Materials and Methods: A total of 202 consecutive patients (mean age: 45; 145 female, 57 male) were enrolled. All patients were treated with antithyroid drugs as initial therapy. TSH, FT3, FT4, TRAb, ATPO, and ATG were measured. Radioactive iodine uptake and thyroid ultrasonography were performed, and thyroid volume and nodule diameter were assessed. Ultrasound-guided fine needle aspiration was performed on thyroid nodules ≥8mm.

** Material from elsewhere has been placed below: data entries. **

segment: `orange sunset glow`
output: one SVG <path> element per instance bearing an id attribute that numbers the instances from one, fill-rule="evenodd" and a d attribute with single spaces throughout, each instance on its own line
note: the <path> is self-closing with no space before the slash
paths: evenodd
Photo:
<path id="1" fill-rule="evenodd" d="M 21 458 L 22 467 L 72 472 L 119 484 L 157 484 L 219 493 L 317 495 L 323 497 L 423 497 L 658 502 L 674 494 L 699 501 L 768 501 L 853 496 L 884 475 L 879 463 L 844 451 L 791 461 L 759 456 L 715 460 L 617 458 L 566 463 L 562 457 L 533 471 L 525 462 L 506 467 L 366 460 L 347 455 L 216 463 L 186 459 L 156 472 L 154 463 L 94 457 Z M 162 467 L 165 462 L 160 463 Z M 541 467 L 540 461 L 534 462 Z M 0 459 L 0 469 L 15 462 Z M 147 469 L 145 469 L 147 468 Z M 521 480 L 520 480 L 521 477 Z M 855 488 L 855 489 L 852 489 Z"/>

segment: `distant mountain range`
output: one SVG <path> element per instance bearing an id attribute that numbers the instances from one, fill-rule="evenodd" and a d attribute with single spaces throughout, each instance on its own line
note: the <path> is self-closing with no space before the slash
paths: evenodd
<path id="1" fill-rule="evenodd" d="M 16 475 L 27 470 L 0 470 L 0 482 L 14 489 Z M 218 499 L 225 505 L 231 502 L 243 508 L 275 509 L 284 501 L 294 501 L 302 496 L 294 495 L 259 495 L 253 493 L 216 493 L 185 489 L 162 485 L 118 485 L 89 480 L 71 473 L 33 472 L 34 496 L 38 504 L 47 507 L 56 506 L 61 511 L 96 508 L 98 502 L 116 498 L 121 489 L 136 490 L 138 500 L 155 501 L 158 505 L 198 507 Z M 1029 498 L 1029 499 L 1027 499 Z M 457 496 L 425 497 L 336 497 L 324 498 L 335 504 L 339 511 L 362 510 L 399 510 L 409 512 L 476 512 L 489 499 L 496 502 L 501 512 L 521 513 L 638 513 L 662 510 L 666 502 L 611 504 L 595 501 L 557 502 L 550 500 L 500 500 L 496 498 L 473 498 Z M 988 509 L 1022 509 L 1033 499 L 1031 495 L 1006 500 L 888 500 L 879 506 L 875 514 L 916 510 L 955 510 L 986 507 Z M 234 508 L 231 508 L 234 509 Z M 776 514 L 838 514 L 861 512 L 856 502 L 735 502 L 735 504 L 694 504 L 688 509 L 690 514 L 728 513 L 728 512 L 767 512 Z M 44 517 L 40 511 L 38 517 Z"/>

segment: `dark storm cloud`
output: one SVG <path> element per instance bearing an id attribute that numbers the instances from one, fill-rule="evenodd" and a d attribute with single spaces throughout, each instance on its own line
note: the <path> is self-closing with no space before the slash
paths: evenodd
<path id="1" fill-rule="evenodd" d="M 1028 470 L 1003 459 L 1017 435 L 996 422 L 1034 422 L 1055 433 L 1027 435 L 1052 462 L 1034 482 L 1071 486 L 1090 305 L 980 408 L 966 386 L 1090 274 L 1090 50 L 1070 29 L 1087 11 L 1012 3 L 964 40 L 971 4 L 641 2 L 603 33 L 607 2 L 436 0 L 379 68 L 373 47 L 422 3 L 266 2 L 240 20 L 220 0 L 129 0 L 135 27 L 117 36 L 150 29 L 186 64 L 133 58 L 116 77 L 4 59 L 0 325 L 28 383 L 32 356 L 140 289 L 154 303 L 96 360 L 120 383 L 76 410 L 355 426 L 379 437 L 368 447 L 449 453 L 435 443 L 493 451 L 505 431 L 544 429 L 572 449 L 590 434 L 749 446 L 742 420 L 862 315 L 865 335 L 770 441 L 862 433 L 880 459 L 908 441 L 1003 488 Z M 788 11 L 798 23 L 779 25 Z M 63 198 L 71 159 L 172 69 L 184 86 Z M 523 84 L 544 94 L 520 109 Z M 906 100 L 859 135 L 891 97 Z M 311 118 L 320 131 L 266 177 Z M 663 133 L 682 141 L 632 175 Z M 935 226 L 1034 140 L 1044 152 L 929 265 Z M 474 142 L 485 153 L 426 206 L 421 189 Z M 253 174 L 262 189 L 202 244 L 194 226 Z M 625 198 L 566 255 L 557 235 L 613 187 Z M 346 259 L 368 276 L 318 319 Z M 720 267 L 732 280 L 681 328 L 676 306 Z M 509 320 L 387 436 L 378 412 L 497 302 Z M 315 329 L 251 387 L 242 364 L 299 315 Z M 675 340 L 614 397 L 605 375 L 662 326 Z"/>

Results: Diffuse goiter was detected in 51% of patients. Solitary nodules were detected in 16%, and multi-nodular disease in 33%. Mean nodule diameter was 8.82 mm. Nodular disease was slightly more common in women (p=0.063). Patients with nodular GD were older (p=0.004), had lower levels of FT3 (p=0.016) and TRAB (p=0.002) when compared with subjects with diffuse GD. Age (OR:6.867) was the independent variable predicting nodular GD.
Conclusion: Increased prevalence of nodules was associated with advanced age and milder thyrotoxicosis. Apoptosis of thyroid follicular cells due to excess iodine might interfere with nodule formation, and lead to diffuse goiter in severe thyrotoxicosis. Because of increased rate if malignancy in GD, comprehensive evaluation of thyroid nodules of any size is mandatory.